The fuzzy part is the "destination". Since each circuit is usually breakered for 15A it can support more than a single outlet or light fixture. When an electrician wires the circuits, they commonly will run the cable from the panel to, say, a socket and then feed off the socket's secondary terminals (or via wirenut splice) to another close by socket or light fixture. And "close by" doesn't mean "in the same room" or "the same type of connection" -- if there was another socket on the other side of the wall installed at the same time, because the distance is close and it's easy for the electrician they will often connect that socket to the same circuit as the first one.

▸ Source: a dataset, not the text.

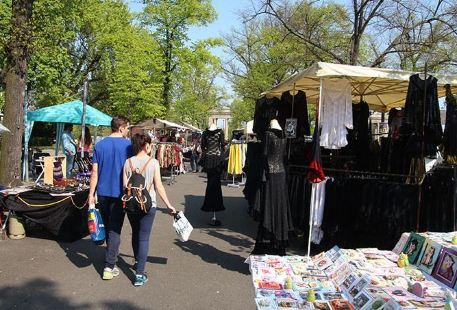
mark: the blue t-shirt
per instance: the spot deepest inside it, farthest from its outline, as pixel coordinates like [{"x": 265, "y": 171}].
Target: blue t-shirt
[{"x": 110, "y": 154}]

What you end up with is basically a parallel circuit of devices (light fixtures and sockets) that are close together "as the crow flies" but not necessarily in the same room or a common type of connection (socket or light fixture). This is especially true of remodels or small-scale room re-dos or where people have wanted additional outlets and rather than rip out a bunch of drywall, they will tap from the closest place they can.

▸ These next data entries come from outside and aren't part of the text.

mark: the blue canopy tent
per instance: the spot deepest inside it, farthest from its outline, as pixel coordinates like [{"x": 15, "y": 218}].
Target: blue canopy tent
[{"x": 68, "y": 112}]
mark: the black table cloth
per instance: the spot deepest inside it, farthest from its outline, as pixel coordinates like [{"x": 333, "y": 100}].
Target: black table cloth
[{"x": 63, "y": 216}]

Large draw devices (central AC, electric stove, hardwired electric heaters or furnaces) will have their own, dedicated high-current breaker at the panel and a dedicated run from the panel to the device. It used to be allowed years ago to even tap off one leg of a 240v circuit to get a 110v, but codes are tighter and these days a new install will require a dedicated run.
So what you usually end up with a single panel with a handful of dedicated breakers for high-current and 240v devices and then a bunch of other breakers which control the outlets and fixtures in a specific area, but which may also control other outlets/fixtures "nearby" often with no logic other than what made sense for the electrician when the wiring was done.

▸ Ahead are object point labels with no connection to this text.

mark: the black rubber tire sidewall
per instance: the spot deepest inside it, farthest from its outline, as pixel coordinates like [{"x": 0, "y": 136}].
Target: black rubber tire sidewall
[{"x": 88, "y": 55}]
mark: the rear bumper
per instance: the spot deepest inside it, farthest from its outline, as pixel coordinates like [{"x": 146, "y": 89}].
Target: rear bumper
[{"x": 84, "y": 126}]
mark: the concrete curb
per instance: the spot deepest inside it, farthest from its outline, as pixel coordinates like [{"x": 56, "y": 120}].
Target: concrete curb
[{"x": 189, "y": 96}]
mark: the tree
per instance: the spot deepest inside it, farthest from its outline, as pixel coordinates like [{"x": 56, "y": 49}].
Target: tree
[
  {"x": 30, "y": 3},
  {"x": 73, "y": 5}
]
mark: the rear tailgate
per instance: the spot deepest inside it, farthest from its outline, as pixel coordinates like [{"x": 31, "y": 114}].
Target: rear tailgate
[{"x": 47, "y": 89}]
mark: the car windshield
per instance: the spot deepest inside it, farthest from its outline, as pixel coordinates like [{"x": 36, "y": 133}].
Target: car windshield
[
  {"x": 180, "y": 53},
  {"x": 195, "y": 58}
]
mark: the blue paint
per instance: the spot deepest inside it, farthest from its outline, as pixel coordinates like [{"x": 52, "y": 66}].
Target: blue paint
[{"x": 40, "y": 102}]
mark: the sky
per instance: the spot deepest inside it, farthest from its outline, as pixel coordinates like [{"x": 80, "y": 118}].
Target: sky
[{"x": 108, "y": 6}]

What I think is needed is much stricter cabling standards and structured panels. One panel should control lighting with a dedicated breaker for each room and ONLY fixtures IN THAT ROOM connected to it. Another panel should control general purpose outlets by room. A third panel should control high load devices (electric stove, central AC, other major electric appliances). A fourth panel for "mandatory devices" you would always want priority given to, such as refrigerators, furnace blower motors for gas or oil furnances, etc, perhaps a few "emergency" outlets for computers or USB chargers).
With a properly structured panel system a transfer switch could then feed the lighting and mandatory device panels but leave the high power devices and general outlets off until mains power is restored without risking overload of the backup source or from vampire loads connected to standard outlets that aren't critical during a power outage. Of course this is a lot more expensive to install because you need much more cabling, more panels and more wall space to place the panels.
A better option, IMHO, would be a smart panel or maybe even smart breakers which could be individually controlled so that you can assign the basic panel "values" and determine which ones to run under specific non-grid scenarios. Such a control system tied into the backup system's monitoring and capacity could then switch off or on circuits as power was available or as loads were brought up/down.